Two thick, bright red streams of blood were steadily flowing from both of Lin Xuan’s nostrils, dripping down his chin and staining his torn silk collar.

The sheer, overwhelming, unapologetic shamelessness of what he had just witnessed, his supposed "Third Brother" seductively stripping, swaying his hips, straddling a grown man, and whispering incredibly explicit promises of "bed tricks", had been too much for the naive, sheltered boy’s system to handle.

The severe psychological overstimulation had triggered a massive, textbook anime nosebleed.

Xuan stared at Ji’an, his face burning a brilliant, feverish crimson, entirely unable to process the dichotomy of the sultry seductress and the spatula-wielding berserker.

"Third Brother," Xuan whispered, his voice trembling, blood dripping from his chin. "What... what did you do to him on that lap? What are... bed tricks?"

Lin Ji’an, the terrifying Martial Uncle, the chef who had just single-handedly incapacitated a Golden Core demon, stood in the center of the opulent bedroom.

She looked at her bleeding, traumatised little brother.

She slowly raised a hand, covering her own face in absolute, profound despair.

"Xuan," Ji’an groaned, her voice muffled behind her palm. "If you ever speak of this to anyone, if you ever mention the word ’tricks’ in my presence again, I will personally lock you in a flour barrel and roll you off a cliff." 𝑓𝑟ℯ𝘦𝓌𝘦𝘣𝑛𝑜𝓋𝑒𝓁.𝑐ℴ𝓂

***

At the same time, Eternal Ice Peak.

The heavy, monolithic stone door of the deepest meditation cavern on the Eternal Cloud Peak had been sealed for nearly three weeks.

Behind three feet of solid, rune-inscribed granite, absolute, terrifying isolation reigned.

The air inside the cavern was entirely devoid of light, sound, or natural warmth, and the ambient temperature hovered at a staggering, unnatural absolute zero, sustained by the ten-thousand-year-old slab of Glacial Marrow that served as the room’s sole furnishing.

It was an environment designed to strip away the mortal senses, to force a cultivator’s consciousness to turn entirely inward, abandoning the distractions of the flesh to commune with the profound, unyielding emptiness of the Great Dao.
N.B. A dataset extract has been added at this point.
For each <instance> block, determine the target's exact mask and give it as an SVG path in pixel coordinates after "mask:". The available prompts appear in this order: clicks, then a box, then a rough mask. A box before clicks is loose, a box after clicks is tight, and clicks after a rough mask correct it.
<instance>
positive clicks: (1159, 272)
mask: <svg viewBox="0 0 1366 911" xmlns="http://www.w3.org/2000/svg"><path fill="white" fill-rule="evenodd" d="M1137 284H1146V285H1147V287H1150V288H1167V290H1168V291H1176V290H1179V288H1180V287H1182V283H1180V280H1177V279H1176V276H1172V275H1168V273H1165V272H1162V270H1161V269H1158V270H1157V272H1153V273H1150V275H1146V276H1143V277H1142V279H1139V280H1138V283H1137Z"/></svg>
For a practitioner of the Heartless Dao, it should have been a sanctuary, a place to purify the soul and sever the lingering threads of earthly attachment.
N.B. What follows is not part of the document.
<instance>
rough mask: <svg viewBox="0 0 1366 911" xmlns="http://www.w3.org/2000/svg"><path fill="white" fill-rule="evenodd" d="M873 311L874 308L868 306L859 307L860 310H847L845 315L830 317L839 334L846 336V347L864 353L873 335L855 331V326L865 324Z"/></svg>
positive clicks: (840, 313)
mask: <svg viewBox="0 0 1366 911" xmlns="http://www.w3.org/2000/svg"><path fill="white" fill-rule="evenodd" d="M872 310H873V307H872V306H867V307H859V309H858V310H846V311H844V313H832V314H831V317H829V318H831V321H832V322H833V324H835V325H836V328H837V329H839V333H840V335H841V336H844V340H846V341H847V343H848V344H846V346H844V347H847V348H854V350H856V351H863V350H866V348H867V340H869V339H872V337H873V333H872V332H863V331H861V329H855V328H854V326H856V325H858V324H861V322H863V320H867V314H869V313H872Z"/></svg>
But for Xie Wangchen, the supreme Flawless Ice Root of the Celestial Sword Sect, the cavern was a suffocating, agonizing purgatory.
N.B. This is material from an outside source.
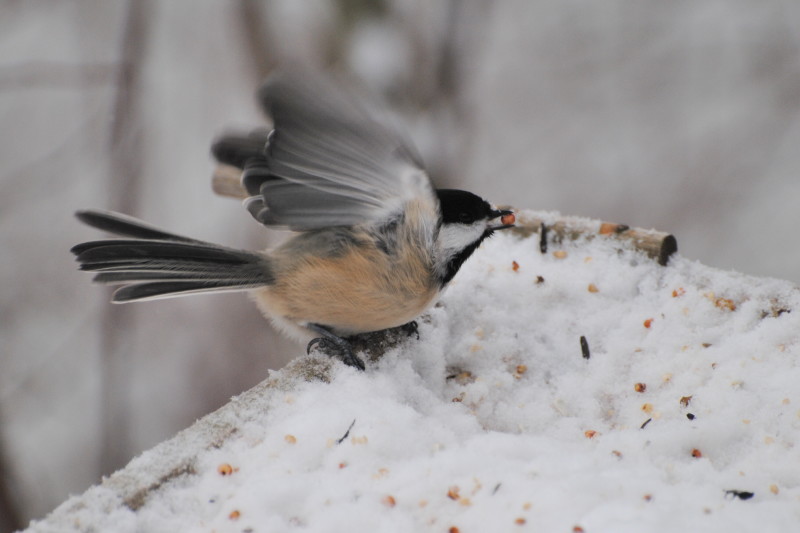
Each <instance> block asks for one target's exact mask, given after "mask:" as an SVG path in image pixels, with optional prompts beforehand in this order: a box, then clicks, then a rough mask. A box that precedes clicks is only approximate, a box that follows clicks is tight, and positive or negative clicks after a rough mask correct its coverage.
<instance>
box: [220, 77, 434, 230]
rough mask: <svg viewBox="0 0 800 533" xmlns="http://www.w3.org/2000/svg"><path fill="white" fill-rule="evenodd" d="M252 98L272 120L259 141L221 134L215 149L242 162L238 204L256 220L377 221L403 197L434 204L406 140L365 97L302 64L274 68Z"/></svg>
mask: <svg viewBox="0 0 800 533" xmlns="http://www.w3.org/2000/svg"><path fill="white" fill-rule="evenodd" d="M259 100H260V102H261V104H262V106H263V107H264V109H265V111H266V112H267V113H268V114H269V115H270V116H271V117H272V118H273V121H274V128H275V129H274V131H273V132H272V133H271V134H270V135H269V136H268V138H267V141H266V143H265V145H263V146H262V148H261V149H260V150H259V149H257V148H255V149H254V143H250V142H248V141H247V138H246V137H225V138H223V139H221V140H220V141H218V142H217V143H216V144H215V147H214V153H215V155H217V156H218V157H219V156H220V155H221V156H222V160H223V162H226V163H228V164H233V165H235V166H240V168H242V169H243V170H244V173H243V176H242V183H243V184H244V186H245V188H246V189H247V191H248V193H249V194H250V195H251V196H250V198H248V200H247V201H246V204H245V205H246V207H247V209H248V210H249V211H250V213H251V214H252V215H253V216H254V217H255V218H256V219H257V220H258V221H259V222H261V223H262V224H265V225H267V226H276V227H287V228H290V229H293V230H298V231H303V230H312V229H320V228H326V227H332V226H352V225H357V224H378V225H380V224H383V223H385V221H387V220H389V219H391V218H392V217H394V216H397V215H398V214H400V213H401V212H402V211H403V209H404V208H405V205H406V204H407V203H408V202H409V201H414V200H418V199H424V200H425V201H426V202H427V203H429V204H431V205H435V203H436V197H435V194H434V190H433V187H432V185H431V183H430V179H429V178H428V176H427V174H426V173H425V171H424V170H423V166H422V163H421V161H420V158H419V157H418V156H417V154H416V152H415V151H414V149H413V148H412V145H411V143H410V142H408V141H407V140H406V139H405V137H404V136H403V135H402V134H400V133H399V131H398V130H397V129H395V128H394V127H392V126H390V125H389V124H388V121H382V120H380V119H379V118H376V117H378V116H379V114H378V113H377V112H376V111H375V110H374V109H371V108H370V106H369V104H368V103H365V101H367V100H357V99H355V98H353V96H352V94H350V93H349V92H346V91H345V89H343V88H342V86H340V85H337V84H334V83H332V82H330V81H329V80H327V79H324V78H320V77H317V76H313V75H311V74H310V73H305V72H303V73H300V72H292V73H282V74H279V75H276V76H273V77H272V78H271V79H270V80H269V81H268V82H267V83H266V84H265V86H264V87H263V88H262V89H261V91H260V92H259Z"/></svg>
He sat in the lotus position atop the Glacial Marrow, his pristine white inner robes perfectly arranged. His face was a mask of carved, pale jade, completely immobile in the suffocating darkness.

Frost had gathered on his long, dark eyelashes, and a thin layer of rime coated his cheekbones.

To any outside observer, he would appear to have successfully entered a state of profound, immortal suspended animation.

Internally, however, a catastrophic war was raging.

The Flawless Ice Qi circulating through his meridians was meant to freeze his emotions, to deaden his heart until it beat with the slow, clinical rhythm of a glacier.

But deep within the core of his spiritual sea, a fire was burning.

It was a dark, obsessive, terrifyingly resilient inferno that simply refused to be extinguished, that was fueled by a single, inescapable memory.

A smile, the scent of spices, sweat, and the phantom warmth of a hand resting on his shoulder.

Lin Ji’an.

The name echoed through the hollow, freezing caverns of his mind, a relentless, agonizing drumbeat that shattered his concentration.

He had locked himself in this tomb to escape the madness of his own jealousy.

He had believed that the absolute sensory deprivation of the ice would numb the agonizing, desperate hunger that clawed at his throat every time he looked at his ’sworn brother.’

He had believed he could forge chains strong enough to hold his own monster at bay.

He had been arrogant and a fool.

Because the ice didn’t do anything to numb the growing hunger.